When furniture tips over, it frequently causes injuries, regardless of the age of the person it strikes. However, according to Consumer Reports, when furniture falls on children, the outcome is often fatal.
More than 11,000 children on average received treatment in emergency departments from 2017 to 2019, and between 2000 and 2019, 451 children died.
Tip-over design risks
What will make furniture safer? Many furniture manufacturers already make dressers, shelves and other items that have dimensions that prevent tipping. Some tests include a 60-pound weight applied to the front of the object similar to a climbing toddler. Heavier items with weighted backs and a shallower drawer extension are less likely to tip.
One way that parents can make furniture safer regardless of design is to anchor it to the wall.
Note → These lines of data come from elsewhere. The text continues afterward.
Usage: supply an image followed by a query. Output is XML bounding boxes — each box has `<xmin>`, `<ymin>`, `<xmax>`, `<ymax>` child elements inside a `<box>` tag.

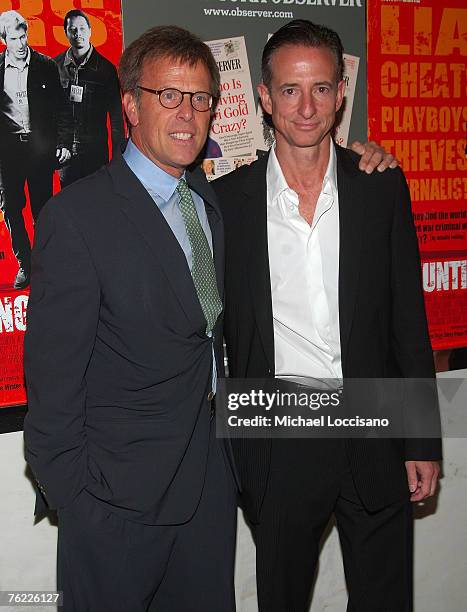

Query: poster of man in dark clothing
<box><xmin>0</xmin><ymin>11</ymin><xmax>72</xmax><ymax>289</ymax></box>
<box><xmin>0</xmin><ymin>0</ymin><xmax>124</xmax><ymax>412</ymax></box>
<box><xmin>55</xmin><ymin>9</ymin><xmax>124</xmax><ymax>187</ymax></box>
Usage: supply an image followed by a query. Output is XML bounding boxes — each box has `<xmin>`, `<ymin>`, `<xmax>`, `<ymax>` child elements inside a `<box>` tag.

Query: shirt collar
<box><xmin>5</xmin><ymin>47</ymin><xmax>31</xmax><ymax>70</ymax></box>
<box><xmin>266</xmin><ymin>139</ymin><xmax>337</xmax><ymax>204</ymax></box>
<box><xmin>63</xmin><ymin>44</ymin><xmax>94</xmax><ymax>68</ymax></box>
<box><xmin>123</xmin><ymin>138</ymin><xmax>185</xmax><ymax>202</ymax></box>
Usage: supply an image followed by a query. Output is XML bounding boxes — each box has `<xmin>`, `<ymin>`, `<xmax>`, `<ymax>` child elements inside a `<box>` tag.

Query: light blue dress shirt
<box><xmin>123</xmin><ymin>139</ymin><xmax>217</xmax><ymax>392</ymax></box>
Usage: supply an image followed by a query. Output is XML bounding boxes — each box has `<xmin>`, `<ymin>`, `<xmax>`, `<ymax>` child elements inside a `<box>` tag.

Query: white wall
<box><xmin>0</xmin><ymin>370</ymin><xmax>467</xmax><ymax>612</ymax></box>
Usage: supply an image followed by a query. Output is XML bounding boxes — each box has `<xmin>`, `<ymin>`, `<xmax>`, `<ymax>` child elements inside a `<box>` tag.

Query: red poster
<box><xmin>367</xmin><ymin>0</ymin><xmax>467</xmax><ymax>349</ymax></box>
<box><xmin>0</xmin><ymin>0</ymin><xmax>124</xmax><ymax>406</ymax></box>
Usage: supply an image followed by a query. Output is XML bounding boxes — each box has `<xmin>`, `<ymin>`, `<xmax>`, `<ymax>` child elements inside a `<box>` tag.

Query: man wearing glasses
<box><xmin>25</xmin><ymin>27</ymin><xmax>236</xmax><ymax>612</ymax></box>
<box><xmin>24</xmin><ymin>21</ymin><xmax>394</xmax><ymax>612</ymax></box>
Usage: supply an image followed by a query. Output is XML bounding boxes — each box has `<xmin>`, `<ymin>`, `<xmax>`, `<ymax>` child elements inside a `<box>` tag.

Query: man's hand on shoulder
<box><xmin>405</xmin><ymin>461</ymin><xmax>439</xmax><ymax>502</ymax></box>
<box><xmin>349</xmin><ymin>140</ymin><xmax>399</xmax><ymax>174</ymax></box>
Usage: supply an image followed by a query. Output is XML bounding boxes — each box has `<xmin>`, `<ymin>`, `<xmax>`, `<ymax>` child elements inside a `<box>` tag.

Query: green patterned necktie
<box><xmin>177</xmin><ymin>179</ymin><xmax>222</xmax><ymax>333</ymax></box>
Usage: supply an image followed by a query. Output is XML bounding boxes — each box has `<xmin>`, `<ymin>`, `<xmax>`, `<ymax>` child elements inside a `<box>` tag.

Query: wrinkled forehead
<box><xmin>5</xmin><ymin>24</ymin><xmax>27</xmax><ymax>38</ymax></box>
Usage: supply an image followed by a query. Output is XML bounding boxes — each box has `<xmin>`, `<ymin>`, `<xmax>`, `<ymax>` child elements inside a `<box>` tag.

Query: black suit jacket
<box><xmin>212</xmin><ymin>147</ymin><xmax>441</xmax><ymax>522</ymax></box>
<box><xmin>0</xmin><ymin>49</ymin><xmax>73</xmax><ymax>161</ymax></box>
<box><xmin>24</xmin><ymin>154</ymin><xmax>228</xmax><ymax>524</ymax></box>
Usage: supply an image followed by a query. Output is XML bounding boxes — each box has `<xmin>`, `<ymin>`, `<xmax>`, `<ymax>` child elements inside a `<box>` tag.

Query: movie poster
<box><xmin>256</xmin><ymin>48</ymin><xmax>360</xmax><ymax>151</ymax></box>
<box><xmin>368</xmin><ymin>0</ymin><xmax>467</xmax><ymax>349</ymax></box>
<box><xmin>0</xmin><ymin>0</ymin><xmax>124</xmax><ymax>406</ymax></box>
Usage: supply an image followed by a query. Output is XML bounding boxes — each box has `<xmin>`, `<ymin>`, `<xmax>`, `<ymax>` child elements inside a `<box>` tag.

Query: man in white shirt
<box><xmin>213</xmin><ymin>20</ymin><xmax>441</xmax><ymax>612</ymax></box>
USA Today reports that, after a series of tip-over accidents and furniture recalls, Ikea recently announced that customers who buy furniture will have to acknowledge the need to anchor it to the wall before they make the purchase.
While this will raise awareness of the risk of tip-over accidents, not every person has the ability to anchor furniture to walls. For example, renters who cannot make holes in the walls, people with a lack of an appropriate wall stud to anchor the dresser to or those who lack experience with the proper tools for the job may not be able to safely anchor a dresser.
In spite of the statistics, the U.S. still does not have mandatory stability standards for furniture. However, Consumer Reports notes that there is a bill before the U.S. Senate that would require the Consumer Product Safety Commission to mandate new and more stringent stability rules.
Until safety standards are mandatory, parents may need to research furniture and appliances carefully to determine whether the design is dangerous.